The explores dark adolescent issues through three friends' reactions after a boy (Conor Donovan) dies in a tree house fire set by local bullies. His twin brother (also played by Donovan) sets out for revenge, and an overweight survivor of the fire (Jesse Camacho) loses his sense of taste and smell, leading him to force his obese mother to lose weight. Their female friend (Zoe Weizenbaum) tries to seduce a grief-stricken patient of her therapist mother (Annabella Sciorra).

The History Boys

"The History Boys" tells the story of an unruly class of bright, funny history students in pursuit of an undergraduate place at Oxford or Cambridge.

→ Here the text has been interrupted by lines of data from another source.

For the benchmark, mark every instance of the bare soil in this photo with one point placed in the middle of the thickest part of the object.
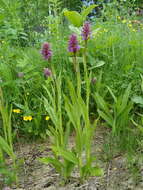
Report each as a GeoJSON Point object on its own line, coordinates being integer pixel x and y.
{"type": "Point", "coordinates": [117, 174]}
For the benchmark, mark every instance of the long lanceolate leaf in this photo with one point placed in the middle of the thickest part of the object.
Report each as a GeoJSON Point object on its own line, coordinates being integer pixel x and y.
{"type": "Point", "coordinates": [6, 148]}
{"type": "Point", "coordinates": [102, 104]}
{"type": "Point", "coordinates": [124, 101]}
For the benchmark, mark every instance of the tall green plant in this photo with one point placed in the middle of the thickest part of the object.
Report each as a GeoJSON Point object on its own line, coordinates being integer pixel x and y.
{"type": "Point", "coordinates": [116, 114]}
{"type": "Point", "coordinates": [6, 143]}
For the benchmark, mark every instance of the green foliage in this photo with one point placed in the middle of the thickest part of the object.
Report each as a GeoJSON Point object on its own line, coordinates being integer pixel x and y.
{"type": "Point", "coordinates": [76, 18]}
{"type": "Point", "coordinates": [117, 113]}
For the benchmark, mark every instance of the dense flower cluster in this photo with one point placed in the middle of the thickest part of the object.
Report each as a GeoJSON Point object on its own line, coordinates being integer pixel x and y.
{"type": "Point", "coordinates": [73, 44]}
{"type": "Point", "coordinates": [46, 51]}
{"type": "Point", "coordinates": [86, 31]}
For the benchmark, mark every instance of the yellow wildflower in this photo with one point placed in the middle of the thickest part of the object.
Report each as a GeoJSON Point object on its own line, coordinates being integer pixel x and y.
{"type": "Point", "coordinates": [27, 118]}
{"type": "Point", "coordinates": [16, 110]}
{"type": "Point", "coordinates": [47, 118]}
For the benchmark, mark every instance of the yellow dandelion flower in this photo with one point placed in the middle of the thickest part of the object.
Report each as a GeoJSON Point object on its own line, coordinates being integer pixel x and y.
{"type": "Point", "coordinates": [16, 110]}
{"type": "Point", "coordinates": [47, 118]}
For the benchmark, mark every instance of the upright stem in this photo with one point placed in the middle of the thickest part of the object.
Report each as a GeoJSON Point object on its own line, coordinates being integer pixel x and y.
{"type": "Point", "coordinates": [86, 74]}
{"type": "Point", "coordinates": [77, 70]}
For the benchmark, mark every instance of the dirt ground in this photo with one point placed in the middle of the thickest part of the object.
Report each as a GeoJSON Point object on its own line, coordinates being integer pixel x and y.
{"type": "Point", "coordinates": [34, 175]}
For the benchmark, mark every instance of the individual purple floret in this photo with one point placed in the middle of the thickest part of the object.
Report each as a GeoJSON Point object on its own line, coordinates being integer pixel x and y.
{"type": "Point", "coordinates": [47, 72]}
{"type": "Point", "coordinates": [93, 80]}
{"type": "Point", "coordinates": [46, 51]}
{"type": "Point", "coordinates": [86, 31]}
{"type": "Point", "coordinates": [73, 44]}
{"type": "Point", "coordinates": [20, 75]}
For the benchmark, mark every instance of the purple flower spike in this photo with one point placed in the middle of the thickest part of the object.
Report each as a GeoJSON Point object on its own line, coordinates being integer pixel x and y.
{"type": "Point", "coordinates": [47, 72]}
{"type": "Point", "coordinates": [73, 44]}
{"type": "Point", "coordinates": [86, 31]}
{"type": "Point", "coordinates": [20, 75]}
{"type": "Point", "coordinates": [46, 51]}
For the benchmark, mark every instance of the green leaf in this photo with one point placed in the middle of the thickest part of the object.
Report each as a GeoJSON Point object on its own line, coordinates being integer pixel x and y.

Bounced between their maverick English master (Richard Griffiths), a young and shrewd teacher hired to up their test scores (Stephen Campbell Moore), a grossly out-numbered history teacher (Frances de la Tour), and a headmaster obsessed with results (Clive Merrison), the boys attempt to sift through it all to pass the daunting university admissions process. Their journey becomes as much about how education works, as it is about where education leads.

The Night Listener

Directed and co-written by Patrick Stettner, "Night Listener", tackles the narrative of Armistead Maupin's most haunting page-turner, in which popular public radio storyteller Gabriel Noone (Robin Williams) develops an intense phone relationship with a young listener named Pete (Rory Culkin) and the social worker who rescued him from a life of abuse (Toni Collette). But Gabriel soon comes to the startling realization that it is quite possible that neither the boy nor his painful account of his childhood really exist.